I came up with T-Bot first iteration closely related to prusa´s I3 framewise. I didn´t liked the Z leadscrews standing out that much and too far away from the linear slides so the second version focused on making this a little more aerodynamic.
I am aiming for a precise as possible head and bed positioning mechanics with dual extrusion the bowden way. I have good experience with bowden so I don´t see any significant disadvantages at the moment.
The second version with the new z and x mechanics.
There are E3D V6 mounted on the gantry at the moment but it should be stable enough for light milling operations.
The frame is designed with 16mm MDF in mind but I probably change to a different material (not OSB). Thats why I have to redesign most of the frame parts as the new material is somewhat thinner.

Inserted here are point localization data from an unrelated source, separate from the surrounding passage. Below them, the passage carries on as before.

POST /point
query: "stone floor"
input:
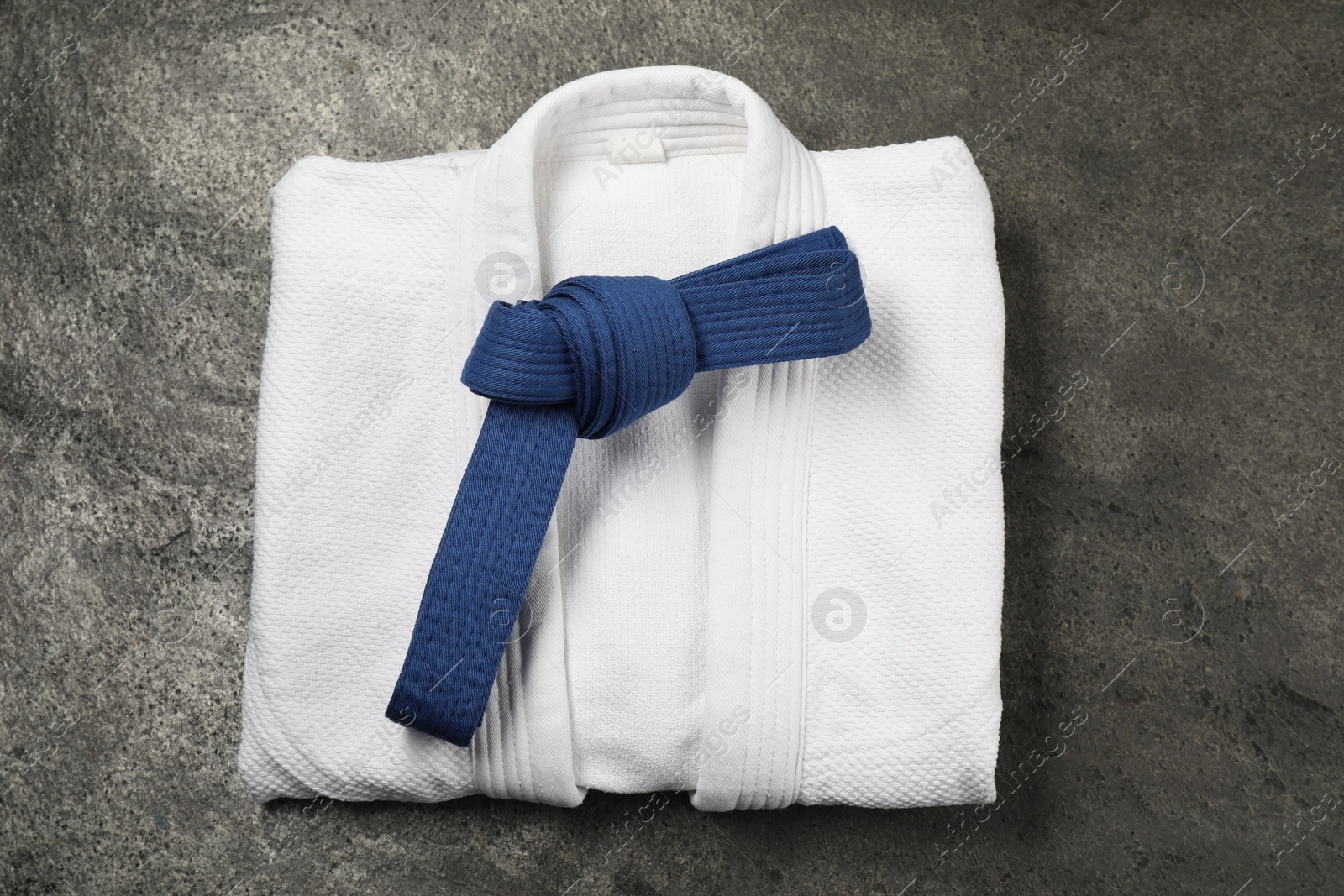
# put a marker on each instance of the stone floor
(1173, 553)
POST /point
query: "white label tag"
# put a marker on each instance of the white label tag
(635, 147)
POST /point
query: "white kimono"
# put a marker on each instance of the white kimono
(781, 587)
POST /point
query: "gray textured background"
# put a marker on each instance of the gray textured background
(1146, 530)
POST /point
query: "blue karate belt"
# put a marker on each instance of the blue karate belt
(589, 359)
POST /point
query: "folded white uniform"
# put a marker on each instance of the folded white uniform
(783, 587)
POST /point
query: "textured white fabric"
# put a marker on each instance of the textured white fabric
(781, 587)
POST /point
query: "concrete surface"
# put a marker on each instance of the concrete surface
(1155, 578)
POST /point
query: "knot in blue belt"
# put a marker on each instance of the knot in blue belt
(589, 359)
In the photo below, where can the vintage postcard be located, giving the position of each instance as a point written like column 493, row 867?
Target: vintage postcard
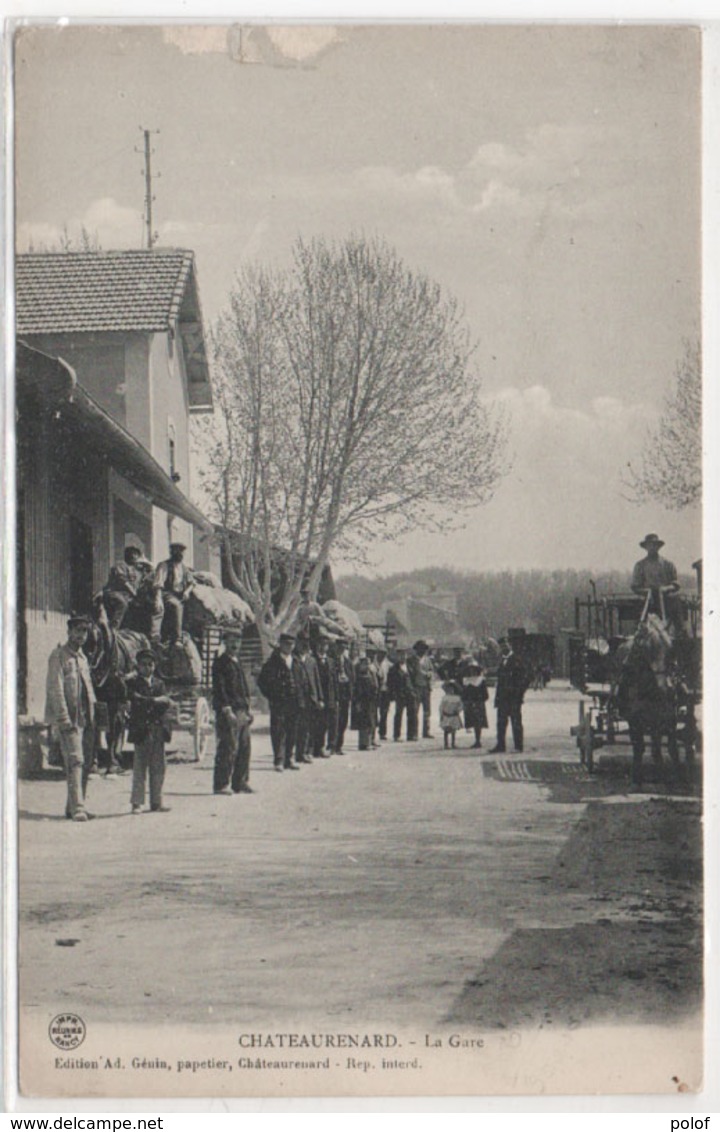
column 359, row 573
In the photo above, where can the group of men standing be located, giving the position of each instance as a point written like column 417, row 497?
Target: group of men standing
column 315, row 695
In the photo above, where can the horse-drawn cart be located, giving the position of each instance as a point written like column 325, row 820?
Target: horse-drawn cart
column 193, row 702
column 614, row 635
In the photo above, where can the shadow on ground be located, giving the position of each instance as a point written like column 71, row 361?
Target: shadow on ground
column 633, row 950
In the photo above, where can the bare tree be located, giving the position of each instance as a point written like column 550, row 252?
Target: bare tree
column 670, row 465
column 348, row 409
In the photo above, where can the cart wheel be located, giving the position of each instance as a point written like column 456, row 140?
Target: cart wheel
column 202, row 729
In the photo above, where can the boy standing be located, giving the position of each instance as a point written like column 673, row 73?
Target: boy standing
column 70, row 711
column 148, row 704
column 231, row 702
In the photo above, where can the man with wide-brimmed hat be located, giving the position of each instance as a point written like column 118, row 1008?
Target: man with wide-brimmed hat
column 654, row 579
column 172, row 586
column 422, row 671
column 70, row 712
column 148, row 729
column 510, row 691
column 309, row 699
column 279, row 684
column 231, row 703
column 345, row 683
column 326, row 717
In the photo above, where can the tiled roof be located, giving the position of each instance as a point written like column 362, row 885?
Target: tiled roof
column 59, row 292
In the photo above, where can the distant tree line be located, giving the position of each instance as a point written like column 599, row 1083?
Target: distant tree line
column 490, row 602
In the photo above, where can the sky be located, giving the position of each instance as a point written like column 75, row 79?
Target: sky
column 546, row 176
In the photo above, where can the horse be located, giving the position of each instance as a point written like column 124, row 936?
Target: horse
column 649, row 692
column 111, row 654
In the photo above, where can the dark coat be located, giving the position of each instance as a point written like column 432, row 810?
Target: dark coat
column 400, row 685
column 314, row 677
column 148, row 703
column 512, row 682
column 307, row 694
column 327, row 674
column 363, row 711
column 345, row 669
column 277, row 683
column 420, row 678
column 230, row 686
column 473, row 704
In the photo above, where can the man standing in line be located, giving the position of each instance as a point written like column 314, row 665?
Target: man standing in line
column 383, row 667
column 402, row 691
column 172, row 586
column 70, row 712
column 421, row 670
column 326, row 717
column 345, row 682
column 231, row 702
column 310, row 699
column 512, row 684
column 658, row 577
column 279, row 684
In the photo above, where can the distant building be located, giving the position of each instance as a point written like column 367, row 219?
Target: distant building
column 129, row 325
column 411, row 615
column 110, row 366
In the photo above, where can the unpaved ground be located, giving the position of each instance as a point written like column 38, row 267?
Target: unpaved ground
column 408, row 885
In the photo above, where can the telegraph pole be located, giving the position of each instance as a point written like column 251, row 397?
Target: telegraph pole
column 151, row 236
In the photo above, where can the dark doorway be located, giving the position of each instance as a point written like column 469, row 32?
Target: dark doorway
column 80, row 566
column 22, row 600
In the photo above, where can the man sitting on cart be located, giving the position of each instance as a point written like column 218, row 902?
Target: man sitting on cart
column 654, row 579
column 172, row 585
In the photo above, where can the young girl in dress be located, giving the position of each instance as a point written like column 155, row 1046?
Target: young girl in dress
column 451, row 712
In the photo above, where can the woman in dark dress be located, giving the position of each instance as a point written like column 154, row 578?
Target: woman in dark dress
column 474, row 693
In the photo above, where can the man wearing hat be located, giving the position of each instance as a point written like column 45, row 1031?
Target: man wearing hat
column 70, row 712
column 421, row 670
column 122, row 585
column 231, row 702
column 382, row 667
column 147, row 730
column 309, row 699
column 402, row 689
column 657, row 576
column 512, row 684
column 172, row 586
column 326, row 715
column 279, row 684
column 345, row 684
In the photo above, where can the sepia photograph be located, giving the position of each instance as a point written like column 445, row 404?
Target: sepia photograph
column 358, row 444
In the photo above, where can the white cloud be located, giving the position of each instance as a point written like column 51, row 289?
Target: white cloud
column 113, row 224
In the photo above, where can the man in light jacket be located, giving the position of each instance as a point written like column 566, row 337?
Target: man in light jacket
column 70, row 712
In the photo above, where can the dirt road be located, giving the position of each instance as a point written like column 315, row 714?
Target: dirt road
column 409, row 882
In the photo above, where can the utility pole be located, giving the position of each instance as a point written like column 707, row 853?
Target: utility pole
column 151, row 236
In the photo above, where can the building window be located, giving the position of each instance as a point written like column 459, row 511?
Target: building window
column 174, row 474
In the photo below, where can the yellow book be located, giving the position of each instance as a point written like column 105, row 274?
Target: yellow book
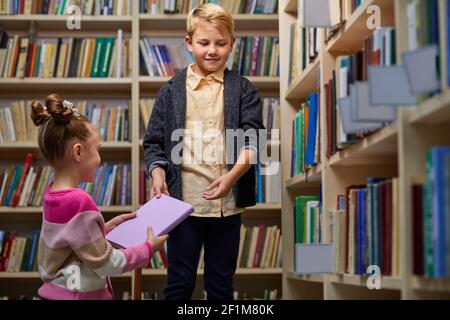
column 62, row 60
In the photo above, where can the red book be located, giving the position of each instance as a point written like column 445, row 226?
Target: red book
column 258, row 246
column 7, row 250
column 26, row 166
column 417, row 210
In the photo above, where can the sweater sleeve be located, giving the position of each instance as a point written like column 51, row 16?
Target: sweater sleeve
column 87, row 240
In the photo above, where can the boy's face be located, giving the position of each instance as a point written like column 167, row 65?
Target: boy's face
column 210, row 47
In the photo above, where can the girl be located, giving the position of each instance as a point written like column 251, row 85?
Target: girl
column 74, row 258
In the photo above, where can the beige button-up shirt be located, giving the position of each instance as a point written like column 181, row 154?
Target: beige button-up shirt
column 204, row 152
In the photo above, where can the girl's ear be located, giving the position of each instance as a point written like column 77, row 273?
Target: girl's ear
column 76, row 152
column 188, row 42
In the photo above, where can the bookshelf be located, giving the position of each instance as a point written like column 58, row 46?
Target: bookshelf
column 397, row 150
column 134, row 88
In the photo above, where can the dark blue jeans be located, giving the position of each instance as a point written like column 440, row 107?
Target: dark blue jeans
column 220, row 238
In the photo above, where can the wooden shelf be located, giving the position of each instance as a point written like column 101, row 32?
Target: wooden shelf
column 379, row 147
column 433, row 111
column 239, row 272
column 74, row 84
column 177, row 22
column 391, row 283
column 45, row 22
column 351, row 36
column 426, row 284
column 311, row 178
column 306, row 83
column 319, row 278
column 291, row 7
column 262, row 83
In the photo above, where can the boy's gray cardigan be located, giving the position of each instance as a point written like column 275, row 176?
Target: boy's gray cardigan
column 242, row 111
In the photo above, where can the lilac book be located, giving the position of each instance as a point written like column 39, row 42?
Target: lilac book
column 161, row 214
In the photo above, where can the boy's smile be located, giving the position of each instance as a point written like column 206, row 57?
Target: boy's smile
column 210, row 48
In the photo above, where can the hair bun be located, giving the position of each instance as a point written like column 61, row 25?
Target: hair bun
column 39, row 114
column 61, row 111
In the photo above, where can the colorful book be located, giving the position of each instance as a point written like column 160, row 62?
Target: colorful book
column 161, row 214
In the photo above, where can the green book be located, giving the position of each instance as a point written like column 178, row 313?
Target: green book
column 428, row 219
column 109, row 47
column 300, row 217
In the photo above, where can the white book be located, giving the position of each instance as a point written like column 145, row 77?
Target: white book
column 10, row 124
column 119, row 53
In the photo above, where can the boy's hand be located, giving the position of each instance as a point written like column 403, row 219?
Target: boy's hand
column 156, row 242
column 159, row 184
column 114, row 222
column 222, row 184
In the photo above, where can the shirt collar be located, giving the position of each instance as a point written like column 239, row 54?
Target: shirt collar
column 193, row 79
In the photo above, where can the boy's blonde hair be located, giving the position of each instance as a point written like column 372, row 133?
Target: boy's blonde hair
column 211, row 13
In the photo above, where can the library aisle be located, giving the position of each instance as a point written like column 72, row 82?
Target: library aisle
column 358, row 90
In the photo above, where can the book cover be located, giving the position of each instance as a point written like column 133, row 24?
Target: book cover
column 161, row 214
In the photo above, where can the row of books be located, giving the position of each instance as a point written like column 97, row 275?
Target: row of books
column 112, row 185
column 269, row 294
column 185, row 6
column 423, row 27
column 24, row 185
column 304, row 49
column 21, row 57
column 63, row 7
column 346, row 124
column 256, row 56
column 431, row 216
column 260, row 247
column 370, row 228
column 15, row 122
column 18, row 254
column 111, row 118
column 364, row 229
column 163, row 59
column 306, row 136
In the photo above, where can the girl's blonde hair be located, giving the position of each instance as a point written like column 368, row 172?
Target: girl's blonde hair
column 211, row 13
column 58, row 123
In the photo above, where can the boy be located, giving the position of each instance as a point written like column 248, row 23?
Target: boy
column 205, row 95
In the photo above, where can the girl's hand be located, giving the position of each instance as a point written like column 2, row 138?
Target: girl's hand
column 222, row 184
column 159, row 184
column 114, row 222
column 156, row 242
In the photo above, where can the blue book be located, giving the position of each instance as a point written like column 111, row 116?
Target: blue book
column 104, row 184
column 34, row 246
column 259, row 192
column 439, row 218
column 447, row 210
column 448, row 43
column 312, row 129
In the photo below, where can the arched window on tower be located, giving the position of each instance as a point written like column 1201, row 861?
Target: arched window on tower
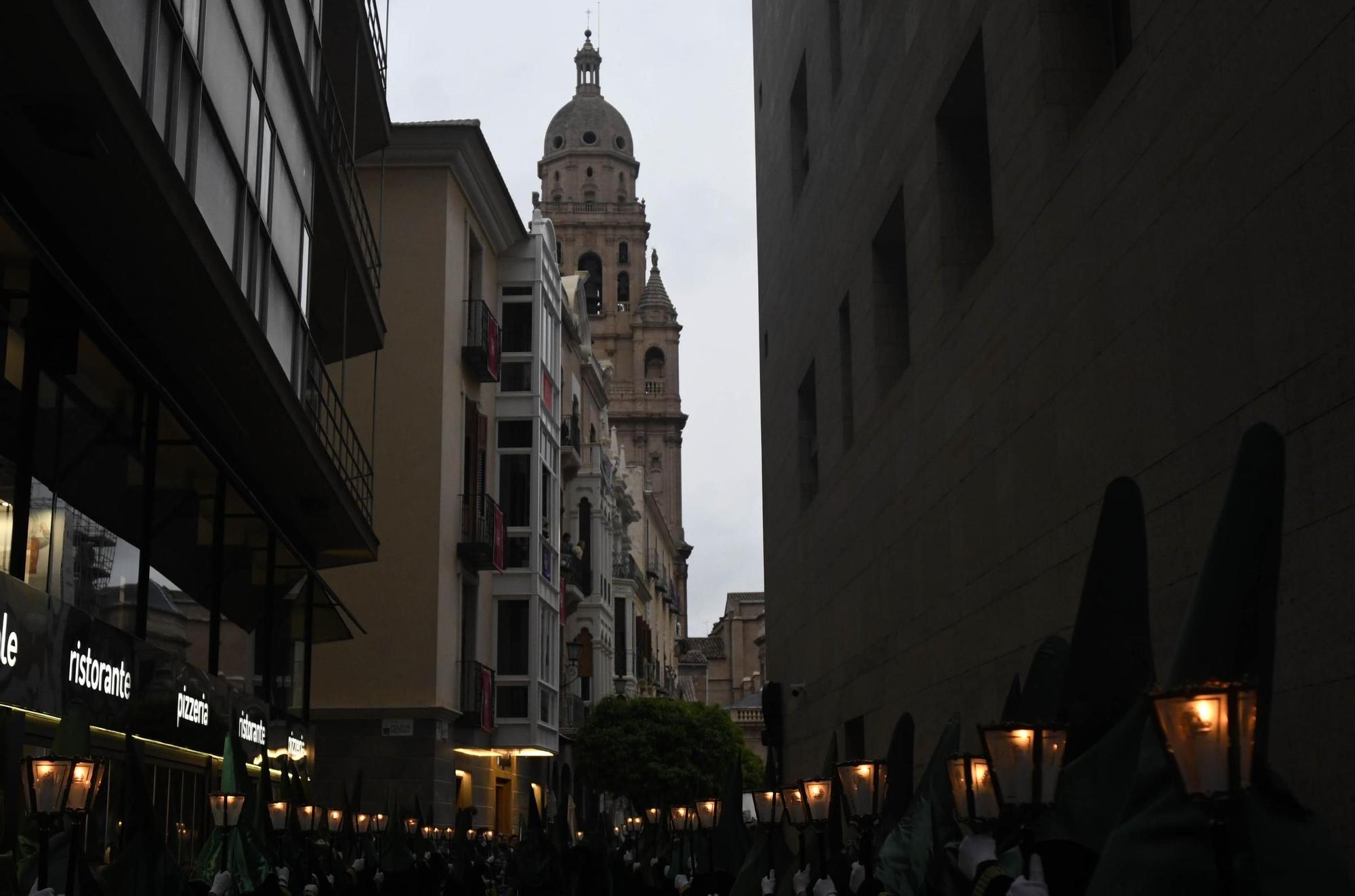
column 593, row 287
column 655, row 371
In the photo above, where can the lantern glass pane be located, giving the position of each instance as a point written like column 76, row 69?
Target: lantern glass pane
column 85, row 782
column 1197, row 734
column 959, row 787
column 1054, row 742
column 818, row 798
column 278, row 815
column 48, row 783
column 986, row 799
column 793, row 805
column 1247, row 733
column 1013, row 761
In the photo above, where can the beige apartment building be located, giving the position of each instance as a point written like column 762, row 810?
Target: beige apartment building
column 400, row 704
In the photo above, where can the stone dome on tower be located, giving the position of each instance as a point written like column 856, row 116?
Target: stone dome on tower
column 589, row 122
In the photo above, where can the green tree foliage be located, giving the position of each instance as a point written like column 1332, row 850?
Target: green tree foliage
column 658, row 752
column 755, row 771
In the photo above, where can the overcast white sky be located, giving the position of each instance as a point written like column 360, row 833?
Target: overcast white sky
column 681, row 72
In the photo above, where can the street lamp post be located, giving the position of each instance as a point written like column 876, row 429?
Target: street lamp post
column 47, row 782
column 864, row 786
column 226, row 814
column 1211, row 733
column 796, row 813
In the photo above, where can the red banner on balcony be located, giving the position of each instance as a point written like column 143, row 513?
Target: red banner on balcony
column 493, row 345
column 499, row 539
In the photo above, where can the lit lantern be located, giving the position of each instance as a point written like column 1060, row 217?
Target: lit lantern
column 226, row 809
column 708, row 814
column 310, row 818
column 278, row 815
column 795, row 809
column 972, row 787
column 1211, row 731
column 768, row 806
column 681, row 818
column 864, row 786
column 818, row 799
column 86, row 776
column 47, row 782
column 1025, row 761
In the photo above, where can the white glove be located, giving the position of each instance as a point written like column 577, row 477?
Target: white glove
column 975, row 851
column 1033, row 886
column 858, row 876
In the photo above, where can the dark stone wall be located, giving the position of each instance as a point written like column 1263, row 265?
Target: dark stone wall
column 1170, row 263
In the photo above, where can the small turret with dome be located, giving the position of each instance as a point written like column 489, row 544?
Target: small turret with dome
column 589, row 153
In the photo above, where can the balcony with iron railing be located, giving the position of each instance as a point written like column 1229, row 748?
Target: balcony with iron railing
column 476, row 687
column 482, row 542
column 325, row 408
column 482, row 348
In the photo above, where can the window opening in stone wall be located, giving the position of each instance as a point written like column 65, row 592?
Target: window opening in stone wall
column 845, row 360
column 963, row 172
column 890, row 299
column 593, row 286
column 807, row 412
column 799, row 130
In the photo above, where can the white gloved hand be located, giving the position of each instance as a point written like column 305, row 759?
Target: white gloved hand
column 1033, row 886
column 975, row 851
column 858, row 876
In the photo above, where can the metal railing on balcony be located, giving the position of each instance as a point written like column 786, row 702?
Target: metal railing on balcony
column 379, row 39
column 478, row 695
column 482, row 348
column 482, row 532
column 339, row 436
column 570, row 435
column 572, row 714
column 342, row 153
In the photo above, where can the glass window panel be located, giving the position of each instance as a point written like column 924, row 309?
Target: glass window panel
column 287, row 228
column 513, row 658
column 217, row 187
column 283, row 320
column 251, row 16
column 186, row 103
column 125, row 23
column 167, row 57
column 226, row 68
column 517, row 326
column 287, row 118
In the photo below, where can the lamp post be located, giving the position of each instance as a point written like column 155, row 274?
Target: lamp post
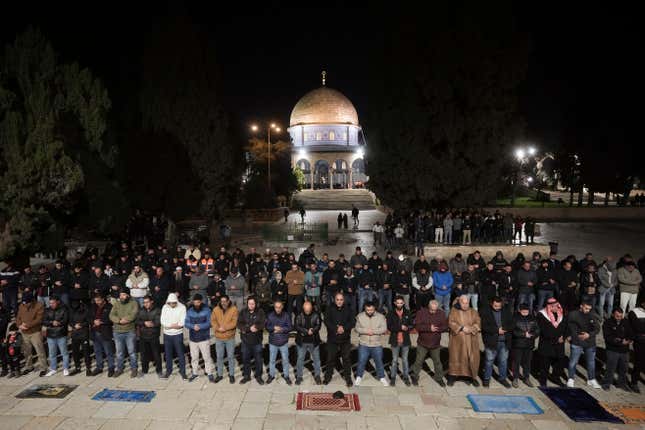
column 271, row 126
column 522, row 155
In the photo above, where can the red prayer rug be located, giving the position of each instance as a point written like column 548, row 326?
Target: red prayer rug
column 326, row 402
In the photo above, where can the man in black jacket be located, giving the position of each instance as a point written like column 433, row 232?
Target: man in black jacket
column 618, row 336
column 339, row 321
column 399, row 324
column 148, row 328
column 101, row 332
column 250, row 322
column 497, row 326
column 307, row 325
column 525, row 331
column 56, row 320
column 78, row 321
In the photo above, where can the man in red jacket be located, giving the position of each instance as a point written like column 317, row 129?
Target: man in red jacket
column 430, row 322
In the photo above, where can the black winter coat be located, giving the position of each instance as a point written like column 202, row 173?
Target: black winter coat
column 490, row 329
column 521, row 325
column 394, row 324
column 61, row 315
column 302, row 325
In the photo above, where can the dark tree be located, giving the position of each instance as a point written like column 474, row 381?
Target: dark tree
column 444, row 114
column 181, row 96
column 52, row 124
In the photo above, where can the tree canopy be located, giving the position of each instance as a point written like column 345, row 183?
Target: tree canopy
column 50, row 113
column 443, row 106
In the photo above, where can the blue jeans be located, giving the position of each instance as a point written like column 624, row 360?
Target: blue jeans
column 404, row 350
column 229, row 346
column 605, row 296
column 474, row 299
column 590, row 358
column 385, row 299
column 364, row 354
column 527, row 298
column 284, row 356
column 173, row 345
column 444, row 302
column 125, row 343
column 56, row 345
column 365, row 295
column 543, row 296
column 252, row 352
column 101, row 347
column 501, row 353
column 314, row 351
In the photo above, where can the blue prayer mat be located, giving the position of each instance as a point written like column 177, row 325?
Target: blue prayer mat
column 579, row 405
column 124, row 396
column 504, row 404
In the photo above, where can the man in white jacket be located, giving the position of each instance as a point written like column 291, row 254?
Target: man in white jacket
column 138, row 282
column 173, row 316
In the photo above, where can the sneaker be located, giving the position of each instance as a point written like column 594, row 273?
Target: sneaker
column 505, row 383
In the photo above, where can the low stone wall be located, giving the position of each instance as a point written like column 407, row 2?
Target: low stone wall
column 567, row 213
column 487, row 251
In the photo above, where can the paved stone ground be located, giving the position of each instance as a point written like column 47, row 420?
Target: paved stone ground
column 202, row 405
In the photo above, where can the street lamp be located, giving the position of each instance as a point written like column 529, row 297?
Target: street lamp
column 275, row 128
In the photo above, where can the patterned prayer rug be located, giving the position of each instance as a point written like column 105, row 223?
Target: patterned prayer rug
column 124, row 396
column 631, row 414
column 326, row 402
column 47, row 391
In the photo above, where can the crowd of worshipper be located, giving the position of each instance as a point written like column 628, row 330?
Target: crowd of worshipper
column 124, row 304
column 451, row 228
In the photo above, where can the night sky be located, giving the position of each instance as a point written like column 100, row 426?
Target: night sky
column 583, row 62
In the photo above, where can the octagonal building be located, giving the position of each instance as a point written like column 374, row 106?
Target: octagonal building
column 328, row 142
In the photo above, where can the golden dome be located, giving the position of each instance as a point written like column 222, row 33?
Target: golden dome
column 324, row 106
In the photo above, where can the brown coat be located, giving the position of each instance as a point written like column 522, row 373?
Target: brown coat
column 227, row 320
column 463, row 349
column 295, row 282
column 32, row 315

I already have most of the electronic components in mind. The first prototype might be powered by components I have laying around but the finished version is meant to be state of the art 🙂
Watching Thomas Sanladerer´s channel really helped me out making decisions at some points in the design process so thank you for your effort in making great videos, if you ever read this.
I took another iteration to make it move like it should. As you can see, in comparison to the previous entry, the case and the mechanics have been modified. The belt system used is a bit more complicated than I initially thought and I couldn´t get it to perform „super smooth“ like its contestants.It is best suited for actioncams as you can see in the picture below. I tried a DSLM and it works somehow but it flexes under the load generating a somewhat unstraight path.
I think it´s okay anyway, taking the money spend into account versus performance. At least it was a good exercise. In the video below are some cam transitions made with it so get the idea of the achievable smoothnes. It´s more like basecap than edelkrone 😛
This project is currently in long term testing and refinement stage.
Inspired and a bit fascinated by the glide arm style camera sliders I decided to build my own version of it.
The parts are all standard you got laying around either from a MPCNC build or if you like modifying or building 3D printers. Anythin else can be sourced from your local hardware store or other sources.